Yüzümü acıyla buruşturarak doğrulduğumda üzerimdeki kan ve çamur lekeleriyle örtülmüş beyaz elbiseye baktım. Bu elbisenin nasıl benim üzerimde olduğunu da buraya nasıl geldiğimi de hatırlamıyordum. Son hatırladığım Barın ile sahilde olduğumdu. Olduğum yerde dönerek nerede olduğumu anlamaya çalıştım fakat buraya daha önce geldiğimi sanmıyordum.
Yolun karşısındaki bahçesi zambak ve güllerle dolu iki katlı ahşap döşemeli evi gördüğümde tanıdık gelen ama bir o kadar da yabancı hislerle dolup taşmıştım. Adımlarım benden izinsiz eve yöneldiğinde bu evin bana neden bu denli tanıdık geldiğini anlamaya çalışıyordum. Eve yaklaştıkça daha da netleşen çocuk sesleri ve kahkahalarını duyduğumda bakışlarımı sesin geldiği yöne çevirdim. Bahçedeki çimenlerin üzerinde oturmuş bir kız ve erkek çocuğunu gördüğümde yüzümde istemsiz bir tebessüm oluşmuştu. Sırtları bana dönük olduğundan yüzlerini göremiyordum ama kızın üzerindeki beyaz elbise dikkatimi fazlasıyla çekmişti. Elbisesi, ne zaman giydiğimi bilmediğim üzerimdeki elbiseye çok benziyordu daha dikkatli baktığımdaysa elbiselerimiz birebir aynı olduğunu anlamıştım tek farkı onun elbisesi bembeyazdı, benim elbisem ise kan ve çamur lekeleriyle kaplıydı. Kızın yüzünü görebilmek için parmak uçlarımda yükseldiğimde taşlardan yaralanan ayaklarım acısını hatırlatmak istercesine sızladı.
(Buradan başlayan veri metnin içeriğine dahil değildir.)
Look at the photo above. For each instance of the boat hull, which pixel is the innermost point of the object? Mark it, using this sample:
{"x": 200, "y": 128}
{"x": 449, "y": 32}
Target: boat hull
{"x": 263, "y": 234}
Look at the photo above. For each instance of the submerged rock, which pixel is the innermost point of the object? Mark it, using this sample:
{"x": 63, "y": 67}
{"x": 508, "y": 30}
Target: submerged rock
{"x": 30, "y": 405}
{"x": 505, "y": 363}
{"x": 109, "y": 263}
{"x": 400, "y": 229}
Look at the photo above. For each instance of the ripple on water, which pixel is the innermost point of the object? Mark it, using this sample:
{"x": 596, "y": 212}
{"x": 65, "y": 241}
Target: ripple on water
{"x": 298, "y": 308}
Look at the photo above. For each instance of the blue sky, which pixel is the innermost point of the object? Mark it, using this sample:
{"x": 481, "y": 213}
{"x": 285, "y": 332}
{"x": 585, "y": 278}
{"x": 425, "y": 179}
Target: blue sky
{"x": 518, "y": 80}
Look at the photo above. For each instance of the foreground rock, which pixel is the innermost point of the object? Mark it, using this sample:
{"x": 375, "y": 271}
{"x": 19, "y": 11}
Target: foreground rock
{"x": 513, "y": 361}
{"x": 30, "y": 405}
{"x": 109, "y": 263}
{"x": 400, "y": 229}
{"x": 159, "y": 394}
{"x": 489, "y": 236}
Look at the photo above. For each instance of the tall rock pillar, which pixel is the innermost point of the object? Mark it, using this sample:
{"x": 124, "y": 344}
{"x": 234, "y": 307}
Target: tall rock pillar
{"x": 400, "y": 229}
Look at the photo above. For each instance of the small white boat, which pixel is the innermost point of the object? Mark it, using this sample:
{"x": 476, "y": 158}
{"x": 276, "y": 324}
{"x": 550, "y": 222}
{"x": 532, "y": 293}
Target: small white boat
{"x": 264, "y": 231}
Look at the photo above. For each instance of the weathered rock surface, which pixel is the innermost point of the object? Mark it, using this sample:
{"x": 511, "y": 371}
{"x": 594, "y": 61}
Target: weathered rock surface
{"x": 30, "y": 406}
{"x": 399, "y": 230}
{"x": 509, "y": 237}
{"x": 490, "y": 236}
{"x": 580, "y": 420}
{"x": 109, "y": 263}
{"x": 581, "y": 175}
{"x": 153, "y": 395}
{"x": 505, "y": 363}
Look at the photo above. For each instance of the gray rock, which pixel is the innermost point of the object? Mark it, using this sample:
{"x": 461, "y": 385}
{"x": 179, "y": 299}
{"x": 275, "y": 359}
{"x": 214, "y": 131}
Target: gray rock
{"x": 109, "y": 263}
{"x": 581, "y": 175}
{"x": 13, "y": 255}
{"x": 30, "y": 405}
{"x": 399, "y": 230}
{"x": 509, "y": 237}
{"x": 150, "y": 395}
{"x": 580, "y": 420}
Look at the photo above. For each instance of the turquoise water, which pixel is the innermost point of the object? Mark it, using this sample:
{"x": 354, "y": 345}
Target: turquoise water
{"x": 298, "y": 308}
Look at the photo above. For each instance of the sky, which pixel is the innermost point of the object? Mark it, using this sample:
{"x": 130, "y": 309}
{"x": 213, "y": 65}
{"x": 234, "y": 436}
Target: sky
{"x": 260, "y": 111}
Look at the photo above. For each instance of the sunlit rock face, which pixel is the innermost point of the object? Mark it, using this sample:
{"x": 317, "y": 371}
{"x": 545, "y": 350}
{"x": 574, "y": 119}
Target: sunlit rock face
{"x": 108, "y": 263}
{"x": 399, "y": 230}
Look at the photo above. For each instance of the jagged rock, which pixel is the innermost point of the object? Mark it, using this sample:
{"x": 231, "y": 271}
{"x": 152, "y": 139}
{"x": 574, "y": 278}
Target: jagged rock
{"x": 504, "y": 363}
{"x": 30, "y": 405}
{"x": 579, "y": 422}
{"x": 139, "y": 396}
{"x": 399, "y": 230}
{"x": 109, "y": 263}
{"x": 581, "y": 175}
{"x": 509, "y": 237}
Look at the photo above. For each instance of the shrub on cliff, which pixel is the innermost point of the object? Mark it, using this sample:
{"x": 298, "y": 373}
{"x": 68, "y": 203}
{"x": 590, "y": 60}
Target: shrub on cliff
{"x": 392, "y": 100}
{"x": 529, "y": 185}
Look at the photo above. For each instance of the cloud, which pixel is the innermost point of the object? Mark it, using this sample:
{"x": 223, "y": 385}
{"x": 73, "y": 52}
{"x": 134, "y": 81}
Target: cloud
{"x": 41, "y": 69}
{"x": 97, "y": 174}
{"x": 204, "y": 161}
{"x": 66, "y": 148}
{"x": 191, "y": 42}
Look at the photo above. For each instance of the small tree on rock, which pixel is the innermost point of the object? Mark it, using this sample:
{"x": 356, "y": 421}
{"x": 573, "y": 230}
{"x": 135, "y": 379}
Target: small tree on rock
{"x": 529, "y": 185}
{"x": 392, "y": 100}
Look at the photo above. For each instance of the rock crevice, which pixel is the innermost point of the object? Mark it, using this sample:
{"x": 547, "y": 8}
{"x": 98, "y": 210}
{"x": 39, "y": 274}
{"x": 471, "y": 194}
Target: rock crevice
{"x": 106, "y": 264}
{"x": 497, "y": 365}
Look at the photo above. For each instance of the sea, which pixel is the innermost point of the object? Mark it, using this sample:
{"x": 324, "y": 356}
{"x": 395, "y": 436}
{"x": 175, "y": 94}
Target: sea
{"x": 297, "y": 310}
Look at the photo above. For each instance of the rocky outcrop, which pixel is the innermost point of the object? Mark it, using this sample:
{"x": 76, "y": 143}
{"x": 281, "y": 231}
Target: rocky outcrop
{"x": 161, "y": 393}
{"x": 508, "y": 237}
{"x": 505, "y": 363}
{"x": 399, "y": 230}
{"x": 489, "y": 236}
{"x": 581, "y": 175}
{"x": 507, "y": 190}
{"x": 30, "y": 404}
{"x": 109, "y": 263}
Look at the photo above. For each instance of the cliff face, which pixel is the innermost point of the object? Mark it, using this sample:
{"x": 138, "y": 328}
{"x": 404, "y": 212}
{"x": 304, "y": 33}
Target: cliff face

"Ama abi sen yokken ben evde çok sıkılıyorum. Ben de seninle okula gelebilir miyim, lütfen?" Küçük kız, saçlarını savurarak sitemli bir tonda konuştuğunda abisi olduğunu öğrendiğim küçük çocuk kollarını kardeşine dolayarak onu kendisine çekti ardından parmaklarını kardeşinin saçlarına dolayarak okşamaya başladı.
"Sen büyüyüp okula gidebildiğinde beraber gideceğiz. Ben hep seninle olacağım, kardeşim." Dudaklarım bu görüntü karşısında iki yana kıvrıldığında ne kadar sevimli olduklarını düşündüm. Abisinin, kardeşini ne denli sevdiğini görebiliyordum. Tek çocuktum ama bir abimin olmasını istemiştim, her zaman.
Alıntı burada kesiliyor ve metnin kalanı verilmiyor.